Here’s everything you need to know about Q*, and why it’s nothing to freak out about.
The problem: AI can’t think
The LLM-based generative AI (genAI) revolution we’ve all been obsessing over this year is based on what is essentially a word- or number-prediction algorithm. It’s basically Gmail’s “Smart Compose” feature on steroids.
When you interact with a genAI chatbot, such as ChatGPT, it takes your input and responds based on prediction. It predicts the first word will be X, then the second word will by Y and the third word will be Z, all based on its training on massive amounts of data. But these chatbots don’t know what the words mean, or what the concepts are. It just predicts next words, within the confines of human-generated parameters.
That’s why artificial intelligence can be artificially stupid.
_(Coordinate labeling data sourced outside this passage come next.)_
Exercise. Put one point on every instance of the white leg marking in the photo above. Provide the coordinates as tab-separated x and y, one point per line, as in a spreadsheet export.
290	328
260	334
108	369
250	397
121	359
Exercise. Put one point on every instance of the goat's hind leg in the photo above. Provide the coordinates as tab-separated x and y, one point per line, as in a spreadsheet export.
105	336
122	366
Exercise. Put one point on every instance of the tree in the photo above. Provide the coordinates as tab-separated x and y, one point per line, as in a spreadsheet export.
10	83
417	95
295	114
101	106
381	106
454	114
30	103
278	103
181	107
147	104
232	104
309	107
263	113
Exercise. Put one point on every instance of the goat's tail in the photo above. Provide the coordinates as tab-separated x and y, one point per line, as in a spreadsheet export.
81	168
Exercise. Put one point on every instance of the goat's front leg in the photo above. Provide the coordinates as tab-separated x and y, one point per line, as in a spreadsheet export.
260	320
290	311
In May, a lawyer named Steven A. Schwartz used ChatGPT to write a legal brief for a case in Federal District Court. The brief cited cases that never existed. ChatGPT just made them up because LLMs don’t know or care about reality, only likely word order.
In September, the Microsoft-owned news site MSN published an LLM-written obituary for former NBA player Brandon Hunter. The headline read: “Brandon Hunter useless at 42.” The article claimed Hunter had “handed away at the age of 42” and that during his two-season career, he played “67 video games.”
GenAI can’t reason. It can know that it’s possible to replace “dead” with “useless,” “passed” with “handed” and “games” with “video games.” But it’s too dumb to know that these alternatives are nonsensical in a basketball player’s obit.
The Q* solution: AI that can think
Although no actual facts are publicly known about Q*, the emerging consensus in AI circles is that the technology is being developed by a team led by OpenAI’s chief scientist, Ilya Sutskever, and that it combines the AI techniques Q-learning and A* search (hence the name Q*).
(Q-learning is an AI-training tool that rewards the AI tool for making the correct “decision” in the process of formulating a response. A* is an algorithm for checking nodes in a graph and looking for pathways between nodes. Neither of these techniques is new or unique to OpenAI.)
The idea is that it could enhance ChatGPT by the application of something like reason or mathematical logic — i.e., “thinking” — to arrive at better results. And, the hype goes, a ChatGPT that can think approaches artificial general intelligence (AGI).